Jakarta –
Menteri Lingkungan Hidup dan Kehutanan (LHK) Siti Nurbaya Bakar buka suara ihwal konsentrasi polusi udara di DKI Jakarta yang disebut tinggi pada pukul 03.00-04.00 WIB. Siti mengatakan tingginya polusi udara itu lantaran polusi udara yang bercampur dengan uap air pada jam-jam tersebut.
“Yang waktu heboh kan ambilnya jam 03.00 pagi. Terang aja padet karena kan ada uap air juga kecampur,” kata Siti dalam jumpa pers usai rapat terbatas soal polusi udara bersama Presiden Joko Widodo di Kompleks Istana Kepresidenan, Jakarta Pusat, Senin (14/8/2023).
Siti mengatakan ada sistem tertentu yang digunakan untuk mengukur kualitas udara. Ada sistem yang menghitung rata-rata kualitas udara dalam satu hari. Ada juga yang berdasarkan waktu pengambilan.
“Kemudian soal kualitas hari Minggu atau bukan dan sebagainya. Jadi kita kalau ngukur kualitas udara itu ada sistemnya. Ada yang sistemnya yang dihitung rata-rata satu hari. Atau ada yang dihitung waktu ambilnya jam berapa,” tuturnya.
Selain itu, kata Siti, sistem pemantauan pencemaran udara antara KLHK dengan IQ Air–perusahaan teknologi Swiss yang memberdayakan individu, organisasi, dan pemerintah untuk meningkatkan kualitas udara melalui informasi dan kolaborasi–juga berbeda.
Dia mengatakan, jika IQ Air menggunakan data polusi udara PM 2,5 dari stasiun pemantauan kualitas udara berbasis darat, KLHK menggunakan pemantauan kualitas udara ambiens.
“Kita di Indonesia itu menemukan 3 model yang muncul. Pertama model IQAir. IQAir ini dia pakai PM 2,5. Itu artinya partikel-partikel dengan ukuran 2,5 mikron. Itu yang jadi ukuran itu jadi polusi berapa banyaknya. Kemudian air quality index visual map. Jadi kalau kita perbandingkan ada lagi yang punya KLHK itu namanya pemantauan kualitas udara ambiens. Ini beda-beda dalam arti sebetulnya arahnya sama mau lihat kualitas udara cuma pakai faktor apa,” papar dia.
“Kalau yang tadi pakainya partikel material 2,5 mikrogram, kalo di alat KLHK ada 7 parameter.
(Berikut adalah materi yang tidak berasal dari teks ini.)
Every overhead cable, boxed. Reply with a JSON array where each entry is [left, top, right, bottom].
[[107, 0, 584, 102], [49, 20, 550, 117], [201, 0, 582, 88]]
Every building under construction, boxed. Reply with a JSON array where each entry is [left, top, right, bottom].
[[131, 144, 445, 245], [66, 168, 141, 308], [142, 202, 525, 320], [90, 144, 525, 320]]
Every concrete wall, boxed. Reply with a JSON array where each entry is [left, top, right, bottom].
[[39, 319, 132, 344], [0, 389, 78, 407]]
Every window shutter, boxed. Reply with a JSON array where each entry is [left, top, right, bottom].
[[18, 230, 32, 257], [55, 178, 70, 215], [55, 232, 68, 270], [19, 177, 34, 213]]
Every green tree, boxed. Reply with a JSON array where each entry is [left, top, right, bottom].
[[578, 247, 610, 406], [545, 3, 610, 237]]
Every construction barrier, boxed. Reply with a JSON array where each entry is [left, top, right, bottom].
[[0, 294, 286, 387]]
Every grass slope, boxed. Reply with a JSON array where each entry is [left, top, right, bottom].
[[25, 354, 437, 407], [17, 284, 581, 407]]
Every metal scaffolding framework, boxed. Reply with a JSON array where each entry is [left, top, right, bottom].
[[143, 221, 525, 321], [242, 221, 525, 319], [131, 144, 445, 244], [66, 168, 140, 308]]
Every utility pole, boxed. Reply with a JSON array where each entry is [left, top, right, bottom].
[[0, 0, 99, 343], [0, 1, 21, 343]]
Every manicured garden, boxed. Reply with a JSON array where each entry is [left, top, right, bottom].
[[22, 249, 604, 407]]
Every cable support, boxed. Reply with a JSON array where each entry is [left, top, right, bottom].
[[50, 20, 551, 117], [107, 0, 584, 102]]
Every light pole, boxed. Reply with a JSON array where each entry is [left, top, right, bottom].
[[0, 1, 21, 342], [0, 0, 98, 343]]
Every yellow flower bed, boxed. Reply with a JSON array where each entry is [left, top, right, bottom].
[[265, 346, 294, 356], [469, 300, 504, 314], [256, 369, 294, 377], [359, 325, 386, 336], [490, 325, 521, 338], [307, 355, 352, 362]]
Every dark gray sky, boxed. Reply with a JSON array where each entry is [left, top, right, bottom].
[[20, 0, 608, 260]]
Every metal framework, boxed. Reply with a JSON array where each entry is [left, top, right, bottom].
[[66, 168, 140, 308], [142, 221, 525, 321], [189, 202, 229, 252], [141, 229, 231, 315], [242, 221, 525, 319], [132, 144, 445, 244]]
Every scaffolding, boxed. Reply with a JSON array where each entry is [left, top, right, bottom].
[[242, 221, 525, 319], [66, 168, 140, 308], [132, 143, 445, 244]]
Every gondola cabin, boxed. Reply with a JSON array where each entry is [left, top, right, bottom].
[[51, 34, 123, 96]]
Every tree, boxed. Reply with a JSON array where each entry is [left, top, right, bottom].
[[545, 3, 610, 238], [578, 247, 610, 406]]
Nah kita punya 56 ditambah 22 stasiun pengamatan. Kenapa? Ini sejak 2015 kita khususkan pengadaan itu kita kerja keras untuk itu karena kita kena karhutla. Jadi waktu itu ditetapkan bahwa indeks standar pencemaran udara menjadi alat kontrol dari kondisi karhutla. Gitu ceritanya. makanya kita punya cara sendiri,” imbuh Siti.
Karena itu, Siti meminta warga untuk tidak ‘menelan mentah-mentah’ informasi yang ada. Dia meminta warga untuk mengecek terlebih dahulu sistem yang digunakan dalam menghitung kualitas udara tersebut.
“Oleh karena itu memang ketika kita lihat angka-angka itu kita mesti cek dia ambilnya jam berapa, apakah ukuran untuk 1 hari, terus dia naruh alatnya gimana. Itu sudah ada standar nasional untuk penempatan alat. Ini tahun 2005 sudah diatur. Tapi dengan perkembangan situasi 2015 sampai dengan sekarang berarti perlu dicek lagi standar alatnya juga. Dikalibrasi, standardnya seperti apa. Kami sudah diskusi dengan BSN dan mudah-mudahan ini dalam waktu dekat akan kita finalisasi. Jadi gambarannya seperti itu ya,” tutur dia.